On Fri, Aug 20, 2004 at 10:19:26PM +0200, Manfred Spraul wrote:
| Jesse Barnes wrote:
|
| >Looks like a bit more context has changed. Manfred, care to respin
| >against -mm3 so I can test?
| >
| >
| >
| The patches are attached. Just boot-tested on a single-cpu system.
|
| Three changes:
| - I've placed the per-group structure into rcu_state. That's simpler but
| wrong: the state should be allocated from node-local memory, not a big
| global array.
| - I found a bug/race in the cpu_offline path: When the last cpu of a
| group goes offline then the group must be forced into quiescent state.
| The "&& (!forced)" was missing.
| - I've removed the spin_unlock_wait(). It was intended to synchronize
| cpu_online_mask changes with the calculation of ->outstanding. Paul
| convinced me that this is not necessary.
Manfred,
I just tried these patches against 2.6.9-rc1-mm3, on a 2p box, and I'm
getting intermittent hangs, either during bootup or shortly after reaching
multi-user. In all cases, one of the processes is stuck on rcu_bh_state:
[0]kdb> bt
Stack traceback for pid 0
0xa000000100970000 0 0 1 0 I 0xa000000100970430
*swapper
0xa0000001000090b0 ia64_spinlock_contention_pre3_4+0x30
args (0xa0000001009f7000, 0xa0000001001017e0, 0x288)

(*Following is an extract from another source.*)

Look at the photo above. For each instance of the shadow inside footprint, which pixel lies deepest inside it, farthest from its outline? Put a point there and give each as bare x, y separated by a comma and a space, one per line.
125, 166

r31 (spinlock address) 0xa0000001009f7000 rcu_bh_state
0xa00000010010e100 _metered_spin_lock+0x40
0xa0000001001017e0 __rcu_process_callbacks+0x260
args (0xa0000001009eef00, 0xa0000001009f7000, 0xe000003004a07f70, 0xa0000001000debe0, 0x50d)
0xa0000001000debe0 tasklet_action+0x1c0
args (0xe000003004a07fe8, 0x0, 0xffffffffffff5e10, 0xffffffffffff0020, 0xffffffffffff0028)
0xa0000001000de290 __do_softirq+0x250
args (0xa000000100977bc0, 0x0, 0x1, 0xa000000100d8e2d0, 0x20000001)
0xa0000001000de360 do_softirq+0x80
args (0xef, 0xa000000100977bc0, 0xa000000100d8e2d0, 0xa00000010098b780, 0xa0000001009b5958)
0xa000000100019030 ia64_handle_irq+0x190
args (0xf, 0xa000000100977bc0, 0x0, 0x0, 0xfd) 0xa000000100012300 ia64_leave_kernel
args (0xf, 0xa000000100977bc0)
0xa000000100019840 ia64_save_scratch_fpregs+0x20
args (0xa000000100977dd0)
0xa00000010001ad20 default_idle+0xc0
args (0x1, 0xa000000100ba5fe4, 0xa000000100977db0, 0xa000000100977e28, 0xa000000100977e20)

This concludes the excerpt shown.